The difference is that US auto makers have a dependency overhang for all the ex-employees receiving pensions, healthcare, etc, whereas the majority of the foreign owned plants haven't been in operation long enough to have 20 year employees retiring. (And even if they did, their US business model, developed in a very different era (Reagan and beyond,) doesn't include the same level of retirement commitments.)

(This is why you see such huge gaps when different sides cite the "labor cost" of making a US vehicle. Are they counting the workers currently on the line or dividing the total HR payout by the total number of cars.)

The real horror is that as these firms continue to shrink their workforces, that dependency ratio, the number of active workers supporting the retirement commitments, gets increasingly worse.

And, no, I don't see an answer until many of those retirees pass away, and workers under the newer contracts pass into retirement.

(Maybe you could argue a single payer health system would allow Ford/GM to take their retiree health costs off their books.)

3 Comments:

  • The single payer health care angle is where I was going. But you're right. Unless there's a way to restructure retiree commitments, it'll be hard. As an extreme solution, the government could set up a temporary, nationalized pension administration system whereby we take on the outstanding retiree benefit administration until that populations dies off... if you'll pardon my bluntness.

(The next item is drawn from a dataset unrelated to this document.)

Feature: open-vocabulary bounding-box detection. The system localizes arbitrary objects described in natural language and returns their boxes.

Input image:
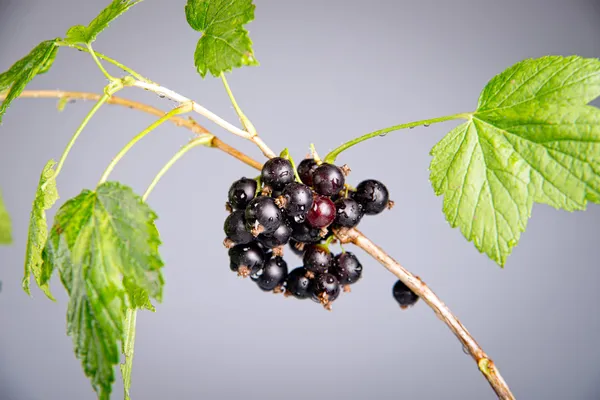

    However, no matter how you slice it, we are demonstrably a lesser nation today than we were a generation or two ago.

    By Blogger -epm, at 11:27 AM  

  • The single-payer health care system is exactly what is needed, but decades ago. GM has about $2,000 in health care costs wrapped up in every vehicle, and as production slumps, that goes up as you pointed out.

    Eventually the big three go under and new players enter the market without the overhang from the retirees, which is exactly why the U.S. system doesn't work. No one is getting life-time medical anymore, and if you are, you can bet that the company you are getting it from will go under someday and you will have nothing.

    Not that it is perfect, but government health-care is really the only fair way to go.

    By Blogger Praguetwin, at 1:29 PM  

  • Retiree commitments have been the hangups in all the recent GM/UAW negotiations.

    As for single payer, it's really surprising that alot of the older companies aren't out in front on the issue.